Center for Injury Research and Prevention

Consumer Products and Traumatic Brain Injury

July 30, 2019

A recent study found that more than 70 percent of non-fatal traumatic brain injuries in children under 19 years of age were associated with consumer products/activities and that the type of product/activity contributing to TBIs differed by age group. This information potentially helps to inform a more tailored approach to parent counseling and implementation of safety modifications to the environment based on the age of the child.

For this study, data from the National Electronic Injury Surveillance System (NEISS, which provides data on unintentional consumer product-related injury visits to emergency departments in 100 US hospitals) and the National Electronic Injury Surveillance System All Injury Program (an expansion of NEISS which collects data on more than 500,000 unintentional and intentional injury visits to emergency departments per year) from 2010 to 2013 were analyzed. TBI rates for different age groups, as well as injury-contributing “product” groups (including sports/recreation; home furnishings and fixtures; home structures and construction materials; toys; child nursery equipment; personal use items and other products) were examined.

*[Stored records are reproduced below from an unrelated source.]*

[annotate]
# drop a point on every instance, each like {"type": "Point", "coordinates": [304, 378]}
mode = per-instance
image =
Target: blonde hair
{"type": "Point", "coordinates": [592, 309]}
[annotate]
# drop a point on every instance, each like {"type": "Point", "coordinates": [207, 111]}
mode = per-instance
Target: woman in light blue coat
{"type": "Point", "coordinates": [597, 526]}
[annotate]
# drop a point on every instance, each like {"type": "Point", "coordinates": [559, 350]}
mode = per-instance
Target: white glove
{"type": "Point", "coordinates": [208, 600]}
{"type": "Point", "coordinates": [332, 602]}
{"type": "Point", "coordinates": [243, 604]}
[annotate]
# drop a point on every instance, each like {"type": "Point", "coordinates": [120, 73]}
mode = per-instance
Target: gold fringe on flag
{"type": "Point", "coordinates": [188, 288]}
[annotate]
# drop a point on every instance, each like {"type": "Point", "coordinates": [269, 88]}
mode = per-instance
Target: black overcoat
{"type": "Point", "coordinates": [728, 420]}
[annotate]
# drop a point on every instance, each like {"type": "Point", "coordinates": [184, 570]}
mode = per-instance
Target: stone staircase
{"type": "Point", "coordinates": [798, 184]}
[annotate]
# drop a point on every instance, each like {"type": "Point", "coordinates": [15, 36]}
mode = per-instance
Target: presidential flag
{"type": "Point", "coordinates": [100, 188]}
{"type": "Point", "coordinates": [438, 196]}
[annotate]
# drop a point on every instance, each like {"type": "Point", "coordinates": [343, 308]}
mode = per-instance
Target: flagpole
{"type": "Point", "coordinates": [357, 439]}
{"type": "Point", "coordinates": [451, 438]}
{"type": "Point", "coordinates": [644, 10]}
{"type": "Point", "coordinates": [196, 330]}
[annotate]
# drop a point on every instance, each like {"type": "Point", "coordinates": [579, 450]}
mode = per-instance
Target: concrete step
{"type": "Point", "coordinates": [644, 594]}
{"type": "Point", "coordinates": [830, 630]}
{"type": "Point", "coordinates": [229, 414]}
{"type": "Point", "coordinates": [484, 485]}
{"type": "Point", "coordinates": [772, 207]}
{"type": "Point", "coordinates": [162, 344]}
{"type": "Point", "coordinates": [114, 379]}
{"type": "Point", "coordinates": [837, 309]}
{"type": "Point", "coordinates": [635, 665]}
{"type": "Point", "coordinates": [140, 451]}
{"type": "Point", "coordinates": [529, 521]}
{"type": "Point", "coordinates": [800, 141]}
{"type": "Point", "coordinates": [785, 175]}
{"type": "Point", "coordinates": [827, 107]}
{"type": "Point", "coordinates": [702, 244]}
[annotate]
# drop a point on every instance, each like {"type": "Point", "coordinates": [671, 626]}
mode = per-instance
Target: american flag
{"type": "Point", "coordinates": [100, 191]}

This study, however, did not examine TBI severity, nor did it include TBIs that presented outside of the emergency departments (and therefore may be an underestimate of injuries).

What They Found

  • During the study period, children under 19 years of age accounted for over 4 million non-fatal TBI cases presenting to emergency departments, of which ~93 percent were unintentional
  • Over 70 percent of the injuries were associated with a consumer product.
  • Sports/recreation products contributed to the greatest proportion of all TBI (28 percent), followed by home furnishings (17 percent) and home structures and construction materials (17 percent).
  • Among infants, home furnishings and fixtures were identified as the most common contributing product group (42 percent).
    •  Within the group of home furnishing and fixtures, beds were the product most commonly associated with TBIs (6 percent), which was seen particularly among infants (25 percent) and children 1 to 4 years old.  (10 percent).
  • Sports/recreation products contributed significantly to TBIs in children 5 to 9 years old (32 percent), 10 to 14 year old (54 percent) and 15 to 19 years old (38 percent).
    • Within the sports/recreation group, football, (~6 percent), bicycles, and basketball were associated with the most TBIs.